Tag 30 – Von deutschen Iren überraschte Dänen

Es gab ein paar Abstimmungen, über die ich nachberichten muss:

In einer offenen Abstimmung bei einer geheimen Sitzung von Norberto und mir während eines offiziellen Kurztrips nach Dublin im November, als wir kurzerhand zum entscheidenden Playoff-Spiel zwischen Irland und Dänemark anreisten, wurde Michel einstimmig zum neuen Kapitän unserer Truppe gewählt. Er wurde damit Nachfolger von unserem Alterspräsidenten Herrmann, der die Reise nach Russland leider nicht mit antreten wird.

Hier die Original-Nachricht an Michel vom 15.11.2017 um 15.03 Uhr:

„Hallo Michel, da Herrmann nicht mitfährt nach Russland, haben Norberto und ich dich einstimmig zum neuen Capitano gewählt. Dem Beschluss gingen stundenlange Beratungen voraus. In Moskau wirst du im Juni 2018 offiziell gekürt werden. Mit fünf Runden dürfte es knapp getan sein.“

Um 20.44 Uhr nahm er die Wahl an. Norberto und ich nehmen bis heute an, dass dem stundenlange Beratungen mit seiner Frau vorausgingen. Und bei Stimmengleichheit entscheidet die Stimme des männlichen Parts in einer Ehe. Steht so bei uns in den Statuten. Gott sei dank.
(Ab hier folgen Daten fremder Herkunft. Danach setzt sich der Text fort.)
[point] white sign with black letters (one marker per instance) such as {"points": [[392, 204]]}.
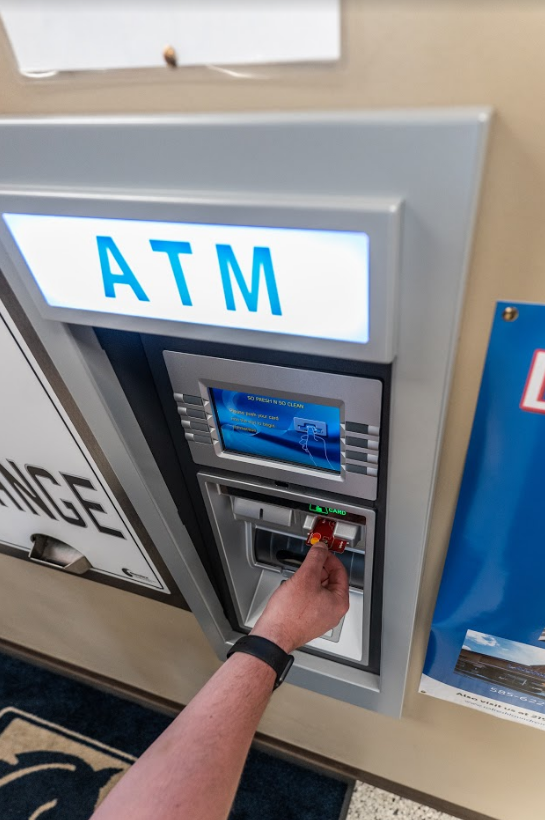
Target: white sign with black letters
{"points": [[49, 483]]}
Michel versprach, als erste Amtshandlung uns in Russland einen auszugeben. Nein, nicht einen, fünf Runden möchte er übernehmen. Er möchte die Beratungsergebnisse ernst nehmen. Ein würdiger Capitano.

Irland verlor übrigens sage und schreibe 1:5, nachdem sie mit dem Unentschieden im Hinspiel eigentlich eine hervorragende Ausgangssituation für eine WM-Qualifikation hatten. Die Iren mag ich sehr, weil sie ein sehr lustiges und aufrichtiges Völkchen sind.  Menschen mit viel Herz.

Gut, nun sind eben die Dänen dabei. Ist auch ok.

Beeindruckt hat mich, dass die Menschen im Stadion nach der 1:5-Niederlage ihre Mannschaft trotzdem stehend mit Applaus verabschiedeten. In Deutschland wäre das unvorstellbar.

Schöne Szenen gab es nach dem Spiel auch auf dem Weg in die Altstadt: Einige Dänen klopften uns, also Norberto und mir, also vermeintlichen Iren, tröstend auf die Schultern und meinten, wir hätten es genauso verdient gehabt, zur WM zu fahren. Sie glaubten tatsächlich, in uns Iren zu erkennen. Kann ja sein, dass wir in etwa so aussehen. … … obwohl … bei Norberto würde mir das schon schwerfallen. Egal. Wir hatten jedenfalls irische Schals umhängen.

Die haben aber nicht schlecht gestaunt, als wir ihnen antworteten, dass es nicht schlimm für uns sei, dass sich Irland nicht für die WM qualifiziert hat. Verständnislos blickten uns dann die Dänen an. Die fragenden Blicke beantworteten wir dann stets mit dem Hochziehen unserer Jacken – denn darunter wurden unsere Deutschland-Trikots sichtbar. Grinsend und meist verdatterte Dänen zurücklassend setzten wir unseren Weg in die Altstadt fort.

Und noch eine Wahl fand statt: Michel und Norberto wurden einstimmig damit beauftragt, sich offiziell um Tickets bei der FIFA zu bewerben. Michel ist immer noch so zuverlässig wie in Brasilien. Und Norberto kriegt in aller Regel alles hin, was er hinkriegen möchte. Ich bin also zuversichtlich. Darf nur meine Frau nicht dazwischenkommen.